Lung-cancer-detection-EDUNET-AICTE-IBMSKILLSBUILD

Project Title: Lung Cancer Detection with Machine Learning

Author: Saptarshi Mukherjee

Date: February 11, 2024

Open In Colab

Project Summary:

This project explores the application of machine learning for lung cancer detection, utilizing scikit-learn's Logistic Regression, Support vector machines, Bernoulli Naive Bayes, Gaussian Naive Bayes, and Random Forest models.
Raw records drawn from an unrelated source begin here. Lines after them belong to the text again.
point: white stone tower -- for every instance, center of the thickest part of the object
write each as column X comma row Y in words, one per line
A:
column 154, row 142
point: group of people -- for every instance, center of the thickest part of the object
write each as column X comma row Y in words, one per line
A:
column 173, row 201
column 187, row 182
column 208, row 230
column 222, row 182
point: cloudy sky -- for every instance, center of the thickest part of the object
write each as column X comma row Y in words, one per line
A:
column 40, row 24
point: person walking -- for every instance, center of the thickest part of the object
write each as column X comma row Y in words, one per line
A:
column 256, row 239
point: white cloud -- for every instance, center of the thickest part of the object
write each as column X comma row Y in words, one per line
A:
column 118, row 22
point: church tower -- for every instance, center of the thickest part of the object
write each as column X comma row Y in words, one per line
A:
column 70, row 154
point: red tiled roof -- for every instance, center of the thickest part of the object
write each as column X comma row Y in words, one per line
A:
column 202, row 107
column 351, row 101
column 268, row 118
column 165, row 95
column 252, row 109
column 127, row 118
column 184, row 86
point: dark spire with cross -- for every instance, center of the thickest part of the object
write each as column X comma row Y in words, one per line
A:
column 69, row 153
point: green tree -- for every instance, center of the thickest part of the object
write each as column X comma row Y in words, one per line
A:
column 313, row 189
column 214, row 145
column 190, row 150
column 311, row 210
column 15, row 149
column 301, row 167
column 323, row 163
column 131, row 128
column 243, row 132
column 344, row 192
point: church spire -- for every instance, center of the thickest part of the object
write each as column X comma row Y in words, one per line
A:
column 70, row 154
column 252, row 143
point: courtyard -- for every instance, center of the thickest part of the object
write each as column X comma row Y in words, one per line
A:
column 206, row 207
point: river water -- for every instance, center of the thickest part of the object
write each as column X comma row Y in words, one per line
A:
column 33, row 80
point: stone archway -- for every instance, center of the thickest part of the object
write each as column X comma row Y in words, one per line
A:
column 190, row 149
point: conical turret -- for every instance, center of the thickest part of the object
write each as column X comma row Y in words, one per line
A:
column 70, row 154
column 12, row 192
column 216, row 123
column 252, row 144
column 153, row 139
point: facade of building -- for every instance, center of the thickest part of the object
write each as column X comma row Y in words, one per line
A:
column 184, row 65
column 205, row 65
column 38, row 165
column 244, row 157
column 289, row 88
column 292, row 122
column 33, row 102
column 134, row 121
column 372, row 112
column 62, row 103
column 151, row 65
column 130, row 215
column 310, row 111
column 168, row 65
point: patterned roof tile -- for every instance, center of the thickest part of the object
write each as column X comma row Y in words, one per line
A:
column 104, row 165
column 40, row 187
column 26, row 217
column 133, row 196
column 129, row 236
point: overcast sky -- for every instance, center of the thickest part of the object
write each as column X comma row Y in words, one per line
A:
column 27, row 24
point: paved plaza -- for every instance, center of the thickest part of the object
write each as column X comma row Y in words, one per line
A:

The project demonstrates deployemnt of an visual app on Google Colab using npx and Streamlit, creating a user-friendly web interface for model inference.

Key Technologies:

  • Machine Learning: scikit-learn
  • Model Development: Logistic Regression, SVM, BNB, GNB, Random Forest
  • Jupyter Notebook: Google Colab
  • Front-End Framework: Streamlit

Key Findings:

  • the accuracy of the 5 models are as follows:
  • The Accuracy of Logistic Regression is 87.5 %
  • The Accuracy of Support Vector Machine is 85.71 %
  • The Accuracy of Gaussian Naive Bayes is 91.07 %
  • The Accuracy of Random Forest Classifier is 85.71 %
  • The Accuracy of Bernoulli Naive Bayes is 91.07 %

Project Structure:

  • survey lung cancer.csv the main dataset of the project
  • Lung-cancer-detection-EDUNET-AICTE-IBMSKILLSBUILD.ipynb The main notebook of the project
  • app.py: The Streamlit script for building the web interface.
  • requirements.txt: Lists all Python dependencies required for the project.
  • README.md: This file (you're reading it now!).

Running the Project:

  1. Install Dependencies:
    pip install -r requirements.txt
  2. Open notebooks/main.ipynb in Jupyter Notebook:
    • Execute code cells to develop, train, and evaluate models.
    • Adjust hyperparameters as needed.
  3. Run app.py:
    streamlit run app.py
    • Access the Streamlit web interface in your browser to predict lung cancer risk.